Laboratory tests are not always foolproof. For various reasons, false-positive and false-negative results can occur for any test. However, the laboratory tests for EBV are for the most part accurate and specific. Because the antibody response in primary EBV infection appears to be quite rapid, in most cases testing paired acute- and convalescent-phase serum samples will not demonstrate a significant change in antibody level. Effective laboratory diagnosis can be made on a single acute-phase serum sample by testing for antibodies to several EBV-associated antigens simultaneously. In most cases, a distinction can be made as to whether a person is susceptible to EBV, has had a recent infection, has had infection in the past, or has a reactivated EBV infection.
Antibodies to several antigen complexes may be measured. These antigens are the viral capsid antigen, the early antigen, and the EBV nuclear antigen (EBNA). In addition, differentiation of immunoglobulin G and M subclasses to the viral capsid antigen can often be helpful for confirmation. When the "mono spot" test is negative, the optimal combination of EBV serologic testing consists of the antibody titration of four markers: IgM and IgG to the viral capsid antigen, IgM to the early antigen, and antibody to EBNA.
IgM to the viral capsid antigen appears early in infection and disappears within 4 to 6 weeks. IgG to the viral capsid antigen appears in the acute phase, peaks at 2 to 4 weeks after onset, declines slightly, and then persists for life. IgG to the early antigen appears in the acute phase and generally falls to undetectable levels after 3 to 6 months. In many people, detection of antibody to the early antigen is a sign of active infection, but 20% of healthy people may have this antibody for years.

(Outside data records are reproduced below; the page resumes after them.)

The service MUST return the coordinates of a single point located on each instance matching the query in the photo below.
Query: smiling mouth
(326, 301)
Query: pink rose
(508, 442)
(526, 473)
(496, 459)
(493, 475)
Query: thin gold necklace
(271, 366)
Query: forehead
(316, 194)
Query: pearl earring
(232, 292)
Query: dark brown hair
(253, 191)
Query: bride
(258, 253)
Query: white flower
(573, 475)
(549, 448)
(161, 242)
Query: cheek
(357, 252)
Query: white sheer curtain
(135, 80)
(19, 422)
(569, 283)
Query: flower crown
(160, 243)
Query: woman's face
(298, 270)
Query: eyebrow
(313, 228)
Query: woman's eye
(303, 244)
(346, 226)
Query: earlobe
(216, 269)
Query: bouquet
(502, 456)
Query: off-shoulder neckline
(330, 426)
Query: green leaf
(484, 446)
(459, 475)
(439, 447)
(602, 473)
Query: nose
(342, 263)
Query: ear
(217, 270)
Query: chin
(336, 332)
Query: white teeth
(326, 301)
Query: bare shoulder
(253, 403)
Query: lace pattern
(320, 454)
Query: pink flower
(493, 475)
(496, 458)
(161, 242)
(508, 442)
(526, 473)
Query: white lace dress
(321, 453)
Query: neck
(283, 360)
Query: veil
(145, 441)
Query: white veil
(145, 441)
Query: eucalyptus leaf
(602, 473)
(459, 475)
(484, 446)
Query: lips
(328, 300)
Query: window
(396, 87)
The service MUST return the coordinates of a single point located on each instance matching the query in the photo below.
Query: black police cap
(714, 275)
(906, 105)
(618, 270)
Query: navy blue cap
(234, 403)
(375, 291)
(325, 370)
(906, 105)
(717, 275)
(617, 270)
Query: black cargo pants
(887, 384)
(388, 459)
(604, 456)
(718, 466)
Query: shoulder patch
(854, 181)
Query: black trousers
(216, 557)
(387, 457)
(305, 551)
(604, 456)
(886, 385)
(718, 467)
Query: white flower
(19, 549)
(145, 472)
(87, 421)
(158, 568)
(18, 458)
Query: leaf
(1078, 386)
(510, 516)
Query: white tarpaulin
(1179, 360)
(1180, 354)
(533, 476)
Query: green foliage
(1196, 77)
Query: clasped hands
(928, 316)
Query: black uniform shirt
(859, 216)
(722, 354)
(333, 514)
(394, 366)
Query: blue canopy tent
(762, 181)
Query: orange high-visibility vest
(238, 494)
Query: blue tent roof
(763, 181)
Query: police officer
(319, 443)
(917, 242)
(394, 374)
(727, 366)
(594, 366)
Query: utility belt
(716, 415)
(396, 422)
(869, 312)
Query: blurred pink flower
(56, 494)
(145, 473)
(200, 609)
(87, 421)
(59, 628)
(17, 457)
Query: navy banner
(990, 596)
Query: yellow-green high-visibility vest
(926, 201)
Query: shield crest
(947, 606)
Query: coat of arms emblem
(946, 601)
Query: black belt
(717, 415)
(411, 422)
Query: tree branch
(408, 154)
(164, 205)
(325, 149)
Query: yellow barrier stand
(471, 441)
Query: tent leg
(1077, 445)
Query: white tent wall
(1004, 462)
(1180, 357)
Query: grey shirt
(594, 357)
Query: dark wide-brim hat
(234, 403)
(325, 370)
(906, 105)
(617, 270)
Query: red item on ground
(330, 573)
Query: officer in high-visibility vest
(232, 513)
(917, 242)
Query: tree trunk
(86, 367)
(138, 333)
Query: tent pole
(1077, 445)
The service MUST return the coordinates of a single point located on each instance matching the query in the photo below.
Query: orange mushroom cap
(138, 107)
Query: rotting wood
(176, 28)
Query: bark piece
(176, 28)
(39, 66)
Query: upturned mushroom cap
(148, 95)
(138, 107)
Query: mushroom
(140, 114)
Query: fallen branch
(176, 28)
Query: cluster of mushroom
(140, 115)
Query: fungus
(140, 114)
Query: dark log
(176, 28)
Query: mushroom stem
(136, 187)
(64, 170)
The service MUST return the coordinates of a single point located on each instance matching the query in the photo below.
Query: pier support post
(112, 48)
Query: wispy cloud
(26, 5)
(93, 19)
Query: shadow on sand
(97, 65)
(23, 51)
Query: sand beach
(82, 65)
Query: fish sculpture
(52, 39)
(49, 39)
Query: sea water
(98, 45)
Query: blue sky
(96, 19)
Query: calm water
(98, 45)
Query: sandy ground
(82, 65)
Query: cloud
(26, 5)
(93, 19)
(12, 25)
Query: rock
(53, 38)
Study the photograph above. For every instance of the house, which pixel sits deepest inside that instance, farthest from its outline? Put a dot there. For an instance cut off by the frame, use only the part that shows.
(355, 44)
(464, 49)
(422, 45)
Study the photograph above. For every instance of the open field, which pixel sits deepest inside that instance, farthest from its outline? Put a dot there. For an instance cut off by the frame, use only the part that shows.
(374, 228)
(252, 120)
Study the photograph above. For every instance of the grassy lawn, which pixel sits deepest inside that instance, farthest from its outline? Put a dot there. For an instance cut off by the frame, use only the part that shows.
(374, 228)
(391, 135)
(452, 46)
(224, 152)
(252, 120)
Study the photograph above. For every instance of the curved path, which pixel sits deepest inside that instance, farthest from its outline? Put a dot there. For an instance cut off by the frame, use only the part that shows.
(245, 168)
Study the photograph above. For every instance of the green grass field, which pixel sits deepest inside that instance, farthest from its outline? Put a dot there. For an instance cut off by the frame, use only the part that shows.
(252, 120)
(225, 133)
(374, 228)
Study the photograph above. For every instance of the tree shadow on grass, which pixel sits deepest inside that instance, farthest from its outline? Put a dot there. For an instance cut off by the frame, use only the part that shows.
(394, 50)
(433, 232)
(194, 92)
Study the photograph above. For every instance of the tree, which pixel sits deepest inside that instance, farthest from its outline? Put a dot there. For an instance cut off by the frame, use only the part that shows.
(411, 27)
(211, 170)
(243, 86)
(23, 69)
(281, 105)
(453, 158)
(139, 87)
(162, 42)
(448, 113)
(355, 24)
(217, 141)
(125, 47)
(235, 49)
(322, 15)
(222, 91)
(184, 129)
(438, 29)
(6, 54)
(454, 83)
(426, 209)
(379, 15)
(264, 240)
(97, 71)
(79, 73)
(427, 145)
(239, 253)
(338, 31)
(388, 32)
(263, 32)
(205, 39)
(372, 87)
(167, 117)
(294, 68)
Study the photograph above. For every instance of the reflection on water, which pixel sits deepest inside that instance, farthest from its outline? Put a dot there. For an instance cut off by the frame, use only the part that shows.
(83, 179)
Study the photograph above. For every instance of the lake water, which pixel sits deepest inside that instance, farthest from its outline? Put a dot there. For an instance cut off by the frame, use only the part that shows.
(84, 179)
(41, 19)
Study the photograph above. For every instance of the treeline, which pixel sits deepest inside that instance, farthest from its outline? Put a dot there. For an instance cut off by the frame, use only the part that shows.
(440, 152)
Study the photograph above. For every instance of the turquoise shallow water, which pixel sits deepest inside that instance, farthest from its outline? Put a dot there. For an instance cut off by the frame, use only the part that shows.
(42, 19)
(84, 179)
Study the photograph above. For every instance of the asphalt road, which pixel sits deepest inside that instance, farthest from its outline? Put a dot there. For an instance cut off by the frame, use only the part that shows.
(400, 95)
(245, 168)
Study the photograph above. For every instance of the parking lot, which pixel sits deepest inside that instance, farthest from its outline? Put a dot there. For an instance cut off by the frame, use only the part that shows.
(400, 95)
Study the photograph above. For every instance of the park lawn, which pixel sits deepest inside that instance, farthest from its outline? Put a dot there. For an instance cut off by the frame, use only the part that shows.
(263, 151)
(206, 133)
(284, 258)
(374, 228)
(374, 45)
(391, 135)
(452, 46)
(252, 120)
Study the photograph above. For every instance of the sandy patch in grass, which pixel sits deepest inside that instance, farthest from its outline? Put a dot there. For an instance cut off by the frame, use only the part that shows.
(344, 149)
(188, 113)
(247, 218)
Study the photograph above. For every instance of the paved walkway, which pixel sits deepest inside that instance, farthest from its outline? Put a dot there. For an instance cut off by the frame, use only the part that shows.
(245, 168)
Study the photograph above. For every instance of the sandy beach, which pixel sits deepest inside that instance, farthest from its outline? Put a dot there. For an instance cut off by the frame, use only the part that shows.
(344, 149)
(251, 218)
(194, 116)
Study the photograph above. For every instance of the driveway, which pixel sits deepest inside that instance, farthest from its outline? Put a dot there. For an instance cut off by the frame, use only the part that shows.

Antibody to EBNA determined by the standard immunofluorescent test is not seen in the acute phase, but slowly appears 2 to 4 months after onset, and persists for life. This is not true for some EBNA enzyme immunoassays, which detect antibody within a few weeks of onset.
Finally, even when EBV antibody tests, such as the early antigen test, suggest that reactivated infection is present, this result does not necessarily indicate that a patient's current medical condition is caused by EBV infection. A number of healthy people with no symptoms have antibodies to the EBV early antigen for years after their initial EBV infection.
Therefore, interpretation of laboratory results is somewhat complex and should be left to physicians who are familiar with EBV testing and who have access to the entire clinical picture of a person. To determine if EBV infection is associated with a current illness, consult with an experienced physician.